Release: Client has spent a satisfactory amount of time reviewing Coach’s work or past client reviews, and has a reasonable expectation that Coach’s Services will produce a reasonably similar outcome and result for Client. Coach will use reasonable efforts to ensure Client’s Services are carried out in a style and manner consistent with Coach’s current portfolio and services, and Coach will try to incorporate any suggestions Client makes. However, Client understands and agrees that:

  • Every client and final delivery is different, with different tastes, budgets, and needs;

  • Business and life coaching is a subjective service and Coach is a provider with a unique vision, with an ever-evolving style and technique;

  • Coach will use its personal judgment to create favorable results for Client, which may not include strict adherence to Client’s suggestions;

  • Dissatisfaction with Coach’s independent judgment or individual management style are not valid reasons for termination of this Agreement or request of any monies returned.


CANCELLATION, RESCHEDULING, AND NO-SHOWS

Cancellation, Rescheduling of Services, or No-Show Client: If Client desires to cancel Services, reschedule Services, or if it becomes impossible for Coach to render Services due to the fault of the Client or parties related to Client, such as failure of one or more essential parties to the course to provide support or documents in a timely manner, Client shall provide notice to Coach as soon as possible via the Notice provisions detailed in this Agreement. Upon cancellation or unreasonable delay, all outstanding fees are immediately due and payable to Coach.

Failure to Perform Services: In the event Coach cannot or will not perform its obligations in any or all parts of this Agreement, it (or a responsible party) will:

  1. Immediately give Notice to Client via the Notice provisions detailed in this Agreement; and

  2. Issue a refund or credit based on a reasonably accurate percentage of Services rendered; and

  3. Excuse Client of any further performance and/or payment obligations in this Agreement.

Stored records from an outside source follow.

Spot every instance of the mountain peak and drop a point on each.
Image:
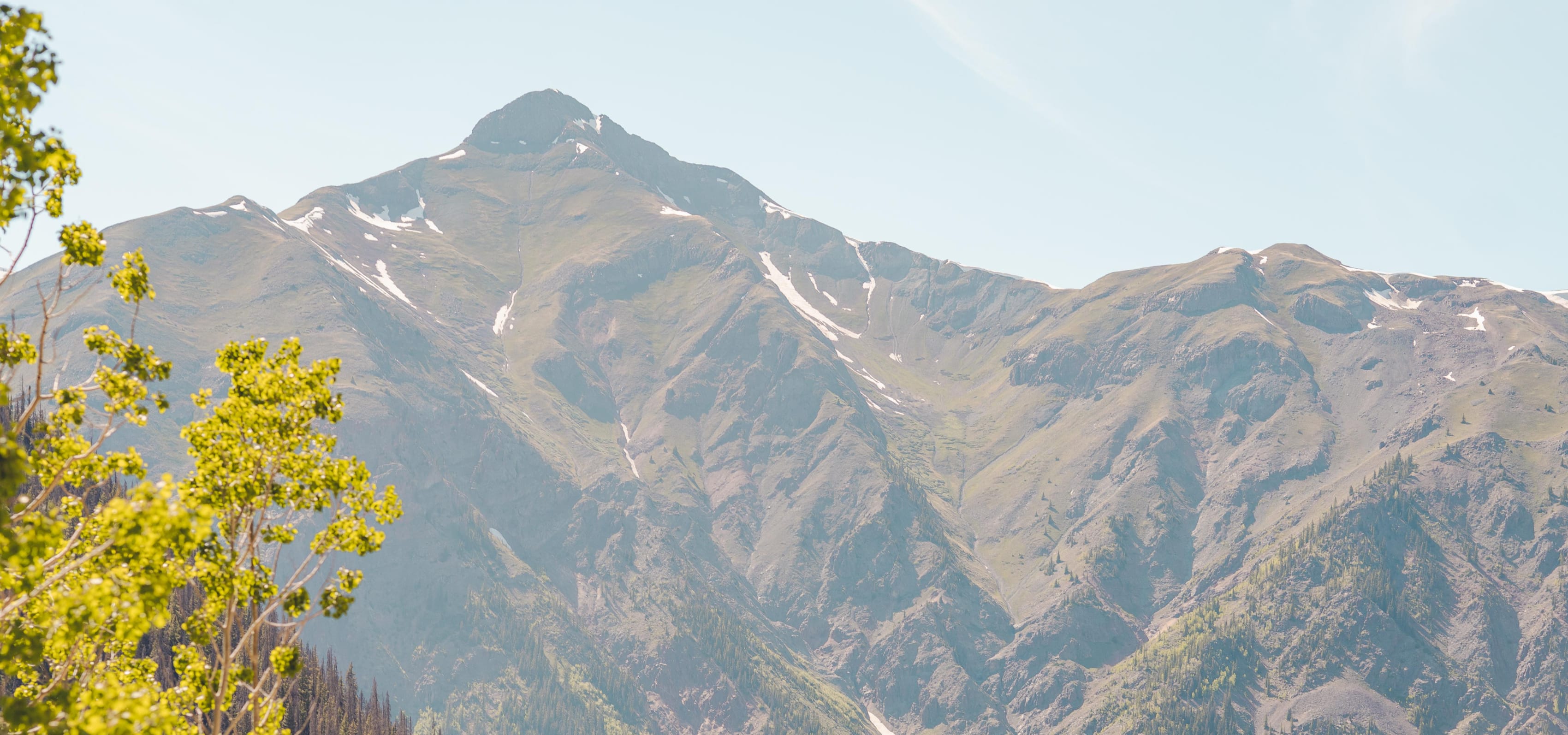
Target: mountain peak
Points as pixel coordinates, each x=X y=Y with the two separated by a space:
x=530 y=123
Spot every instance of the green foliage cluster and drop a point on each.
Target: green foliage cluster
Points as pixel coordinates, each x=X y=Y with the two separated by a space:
x=546 y=692
x=91 y=552
x=322 y=698
x=758 y=670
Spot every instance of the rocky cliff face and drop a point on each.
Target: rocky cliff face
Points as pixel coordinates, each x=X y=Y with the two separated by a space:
x=679 y=460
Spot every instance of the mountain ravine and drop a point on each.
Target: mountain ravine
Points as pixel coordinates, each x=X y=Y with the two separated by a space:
x=678 y=460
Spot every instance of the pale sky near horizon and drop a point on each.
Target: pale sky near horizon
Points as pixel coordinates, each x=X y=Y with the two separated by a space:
x=1057 y=142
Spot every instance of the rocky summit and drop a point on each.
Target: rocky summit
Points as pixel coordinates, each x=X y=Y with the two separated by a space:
x=679 y=460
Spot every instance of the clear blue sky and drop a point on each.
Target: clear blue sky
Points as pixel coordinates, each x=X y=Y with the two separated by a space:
x=1050 y=140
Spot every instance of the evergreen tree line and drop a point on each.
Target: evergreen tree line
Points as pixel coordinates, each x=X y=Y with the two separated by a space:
x=1372 y=552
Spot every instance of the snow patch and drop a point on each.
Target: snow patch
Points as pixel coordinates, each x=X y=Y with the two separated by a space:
x=871 y=714
x=1481 y=322
x=822 y=292
x=481 y=385
x=871 y=283
x=501 y=539
x=375 y=220
x=639 y=475
x=1390 y=302
x=773 y=209
x=388 y=284
x=794 y=297
x=502 y=314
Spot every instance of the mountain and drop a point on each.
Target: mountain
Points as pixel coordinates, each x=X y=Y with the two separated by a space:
x=678 y=460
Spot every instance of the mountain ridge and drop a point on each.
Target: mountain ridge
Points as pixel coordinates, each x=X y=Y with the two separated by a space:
x=611 y=383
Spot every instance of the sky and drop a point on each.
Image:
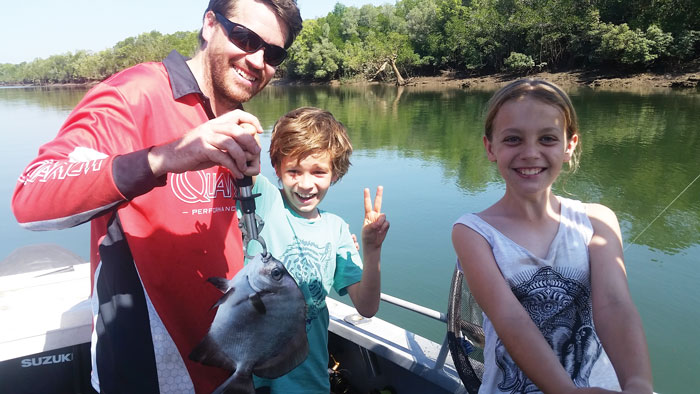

Force Majeure: Notwithstanding the above, either Party may choose to be excused of any further performance obligations in the event of a disastrous occurrence outside the control of either Party that materially affects the Services provided in this Agreement, including:

  1. A natural disaster (fires, explosions, earthquakes, hurricane, flooding, storms, or infestation); or

  2. War, Invasion, Act of Foreign Enemies, Embargo, or other Hostility (whether declared or not); or

  3. Any hazardous situation created outside the control of either Party such as a riot, disorder, nuclear leak or explosion, or act or threat of terrorism.


GENERAL PROVISIONS

Amendment: The Parties may amend this Agreement only by the Parties’ written consent via proper Notice.

Dispute Resolution: If the Parties cannot find a resolution to a dispute or potential claim by means of good-faith negotiation, then the Parties will make a reasonable attempt to resolve their dispute through Alternative Dispute Resolution or Mediation before filing a civil cause of action.

Headings: Headings and titles are provided in this Agreement for convenience only and will not be construed as part of this Agreement.

Governing Law: The laws of South Carolina govern all matters arising out of or relating to this Agreement, including torts.

Merger: This Agreement constitutes the final, exclusive agreement between the Parties relating to the Services contained in this Agreement. All earlier and contemporaneous negotiations and agreements between the Parties on the matters contained in this Agreement are expressly merged into and superseded by this Agreement.

Notice: Parties shall provide effective notice (“Notice”) to each other via either of the following methods of delivery at the date and time which the Notice is sent:

  • Coach’s Email: hello@kaitlynkessler.com

  • Client’s Email(s): email used at the time of purchase

Severability: If any portion of this Agreement is deemed to be illegal or unenforceable, the remaining provisions of this Agreement remain in full force.